On Jul 29, 2006, at 6:12 PM, Ken Tozier wrote:
I'm scanning a large folder hierarchy on a server that takes quite
awhile to execute (avg 12 minutes) and I want the machine to be
usable while this is going on in the background. I'm adding and
removing objects to a mutable array allocated in the init method
from the thread.

It seems to me that the correct way to approach this problem is to spawn a *single* thread that scans the folder hierarchy in question, not one every 5 seconds. So long as the scanning thread is the only one that manipulates your mutable array (until the scan process is done), there's no need to synchronize its access by means of locks. When the scan is done, the thread then should communicate to the application (more precisely, to the application's main thread) that the array is now built and ready for consumption, and then proceed to exit gracefully. Meanwhile, the application's main thread can go on doing its own business.


If you want, you can have the scanning thread set the value of a "progress variable" (a counter of some sort, a percentage, or something along those lines) which is then periodically (think timer!) read by the application's main thread and displayed in the application's user interface, thereby providing the user with some feedback on the scanning progress.
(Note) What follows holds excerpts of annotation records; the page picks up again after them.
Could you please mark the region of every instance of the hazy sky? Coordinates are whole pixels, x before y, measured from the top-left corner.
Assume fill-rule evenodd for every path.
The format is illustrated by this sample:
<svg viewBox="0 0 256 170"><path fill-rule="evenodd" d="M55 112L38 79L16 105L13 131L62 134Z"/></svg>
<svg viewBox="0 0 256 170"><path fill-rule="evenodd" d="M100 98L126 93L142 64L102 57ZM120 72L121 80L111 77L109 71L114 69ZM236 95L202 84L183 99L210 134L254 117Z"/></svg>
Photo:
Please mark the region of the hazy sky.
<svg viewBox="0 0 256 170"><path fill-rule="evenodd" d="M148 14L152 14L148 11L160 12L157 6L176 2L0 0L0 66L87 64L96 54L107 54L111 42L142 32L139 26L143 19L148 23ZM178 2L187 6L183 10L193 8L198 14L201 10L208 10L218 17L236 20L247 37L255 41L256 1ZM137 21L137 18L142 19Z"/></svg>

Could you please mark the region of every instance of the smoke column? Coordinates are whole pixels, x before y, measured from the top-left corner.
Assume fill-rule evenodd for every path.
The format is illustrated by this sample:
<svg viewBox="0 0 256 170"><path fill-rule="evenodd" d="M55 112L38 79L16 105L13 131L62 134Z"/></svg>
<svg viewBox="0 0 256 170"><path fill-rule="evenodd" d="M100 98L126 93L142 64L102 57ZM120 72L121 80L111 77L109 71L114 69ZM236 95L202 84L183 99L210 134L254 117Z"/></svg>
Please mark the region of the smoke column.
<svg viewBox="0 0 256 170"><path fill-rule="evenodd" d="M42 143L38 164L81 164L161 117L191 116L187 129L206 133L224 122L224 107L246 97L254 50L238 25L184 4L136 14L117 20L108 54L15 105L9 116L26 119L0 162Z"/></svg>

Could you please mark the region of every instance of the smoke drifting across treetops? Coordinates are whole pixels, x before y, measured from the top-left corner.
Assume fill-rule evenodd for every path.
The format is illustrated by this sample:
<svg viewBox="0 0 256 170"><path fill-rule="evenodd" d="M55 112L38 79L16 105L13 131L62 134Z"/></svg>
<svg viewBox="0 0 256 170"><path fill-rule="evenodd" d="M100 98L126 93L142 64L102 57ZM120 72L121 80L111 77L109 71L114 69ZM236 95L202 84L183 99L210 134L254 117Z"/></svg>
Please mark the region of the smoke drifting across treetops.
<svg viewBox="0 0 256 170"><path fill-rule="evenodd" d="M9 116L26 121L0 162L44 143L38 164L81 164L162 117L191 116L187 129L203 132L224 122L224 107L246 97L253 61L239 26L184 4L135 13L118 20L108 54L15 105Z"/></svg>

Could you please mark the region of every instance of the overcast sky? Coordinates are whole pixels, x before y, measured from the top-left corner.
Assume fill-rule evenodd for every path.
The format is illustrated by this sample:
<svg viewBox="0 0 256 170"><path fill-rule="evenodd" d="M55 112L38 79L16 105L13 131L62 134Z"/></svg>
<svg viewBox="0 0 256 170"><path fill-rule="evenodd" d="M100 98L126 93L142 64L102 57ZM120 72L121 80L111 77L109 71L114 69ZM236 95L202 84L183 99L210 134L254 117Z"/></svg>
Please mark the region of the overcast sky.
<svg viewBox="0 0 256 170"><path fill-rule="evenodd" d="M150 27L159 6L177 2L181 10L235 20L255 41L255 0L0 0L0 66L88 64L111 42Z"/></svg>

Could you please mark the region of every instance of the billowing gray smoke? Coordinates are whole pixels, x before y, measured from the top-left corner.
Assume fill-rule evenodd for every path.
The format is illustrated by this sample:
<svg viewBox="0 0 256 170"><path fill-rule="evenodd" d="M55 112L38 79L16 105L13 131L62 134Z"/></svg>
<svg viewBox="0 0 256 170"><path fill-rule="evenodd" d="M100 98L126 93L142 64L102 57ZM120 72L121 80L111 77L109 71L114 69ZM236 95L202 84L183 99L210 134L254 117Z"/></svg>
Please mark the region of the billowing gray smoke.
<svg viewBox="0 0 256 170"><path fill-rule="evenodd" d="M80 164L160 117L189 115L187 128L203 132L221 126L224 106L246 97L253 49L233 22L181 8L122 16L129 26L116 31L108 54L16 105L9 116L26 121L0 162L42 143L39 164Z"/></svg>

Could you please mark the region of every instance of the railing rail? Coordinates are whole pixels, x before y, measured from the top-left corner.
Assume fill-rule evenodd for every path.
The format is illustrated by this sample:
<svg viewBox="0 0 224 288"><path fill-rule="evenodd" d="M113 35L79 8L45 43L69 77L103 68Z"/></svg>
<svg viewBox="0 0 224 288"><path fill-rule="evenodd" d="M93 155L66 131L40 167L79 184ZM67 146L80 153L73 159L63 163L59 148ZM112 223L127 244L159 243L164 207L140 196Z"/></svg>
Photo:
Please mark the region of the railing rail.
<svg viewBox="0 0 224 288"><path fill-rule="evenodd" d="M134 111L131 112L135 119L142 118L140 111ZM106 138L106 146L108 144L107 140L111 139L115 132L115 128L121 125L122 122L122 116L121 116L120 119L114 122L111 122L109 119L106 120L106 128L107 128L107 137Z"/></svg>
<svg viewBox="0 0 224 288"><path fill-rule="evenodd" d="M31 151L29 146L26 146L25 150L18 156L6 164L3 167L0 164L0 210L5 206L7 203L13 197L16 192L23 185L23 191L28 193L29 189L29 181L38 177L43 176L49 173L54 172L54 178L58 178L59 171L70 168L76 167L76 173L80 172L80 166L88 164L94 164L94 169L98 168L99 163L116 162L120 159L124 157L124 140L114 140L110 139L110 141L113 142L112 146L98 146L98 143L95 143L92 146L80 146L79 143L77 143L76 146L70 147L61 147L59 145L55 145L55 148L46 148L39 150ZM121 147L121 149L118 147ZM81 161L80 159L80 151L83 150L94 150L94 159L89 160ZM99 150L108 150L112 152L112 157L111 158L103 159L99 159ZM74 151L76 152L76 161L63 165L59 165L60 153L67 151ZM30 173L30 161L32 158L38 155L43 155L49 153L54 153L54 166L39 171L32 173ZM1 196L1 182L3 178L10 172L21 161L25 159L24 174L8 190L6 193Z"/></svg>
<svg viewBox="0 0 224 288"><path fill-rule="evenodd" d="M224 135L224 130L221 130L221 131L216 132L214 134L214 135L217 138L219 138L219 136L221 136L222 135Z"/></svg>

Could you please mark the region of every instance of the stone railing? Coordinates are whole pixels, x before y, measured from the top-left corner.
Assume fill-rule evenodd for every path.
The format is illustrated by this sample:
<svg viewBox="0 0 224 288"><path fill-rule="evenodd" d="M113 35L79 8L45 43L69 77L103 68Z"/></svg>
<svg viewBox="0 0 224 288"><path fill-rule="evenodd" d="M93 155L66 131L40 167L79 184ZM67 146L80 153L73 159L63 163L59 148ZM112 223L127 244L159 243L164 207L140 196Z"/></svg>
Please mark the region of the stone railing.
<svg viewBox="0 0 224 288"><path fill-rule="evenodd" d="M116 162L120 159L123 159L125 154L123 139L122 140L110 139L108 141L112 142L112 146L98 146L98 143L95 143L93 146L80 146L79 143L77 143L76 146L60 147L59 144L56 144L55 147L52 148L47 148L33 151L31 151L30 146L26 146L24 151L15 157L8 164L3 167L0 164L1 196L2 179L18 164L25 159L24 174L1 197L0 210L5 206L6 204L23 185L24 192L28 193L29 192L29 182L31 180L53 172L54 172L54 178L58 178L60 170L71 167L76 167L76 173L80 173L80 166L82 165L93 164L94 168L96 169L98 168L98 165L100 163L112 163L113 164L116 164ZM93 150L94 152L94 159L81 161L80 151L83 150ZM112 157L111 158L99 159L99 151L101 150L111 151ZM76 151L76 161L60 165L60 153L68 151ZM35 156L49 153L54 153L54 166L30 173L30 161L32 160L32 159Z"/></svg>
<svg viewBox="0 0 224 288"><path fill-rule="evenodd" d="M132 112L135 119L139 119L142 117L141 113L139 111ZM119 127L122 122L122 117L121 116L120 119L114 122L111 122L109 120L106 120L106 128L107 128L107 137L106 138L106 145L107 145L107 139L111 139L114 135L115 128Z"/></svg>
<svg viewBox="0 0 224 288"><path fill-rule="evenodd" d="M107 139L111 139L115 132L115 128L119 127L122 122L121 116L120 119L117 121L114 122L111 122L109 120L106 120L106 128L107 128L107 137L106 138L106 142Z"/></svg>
Since that progress variable *is* being accessed by more than one thread, its access does need to be synchronized, which you accomplish by bracketing its setting (in the scanning thread) and its reading (in the main thread's timer code) with a lock/unlock pair.

This way, you have at most 2 threads running at any time while the application is active. A point to keep in mind is who is responsible for allocating and releasing the mutable array. The sensible thing to do is to have the application main thread allocate it, pass it to the scanning thread at the time the thread is created, and forget about it until the scanning is done, at which point the main application thread (which should again be the only thread running) can safely use the array and dispose of it after being done with it.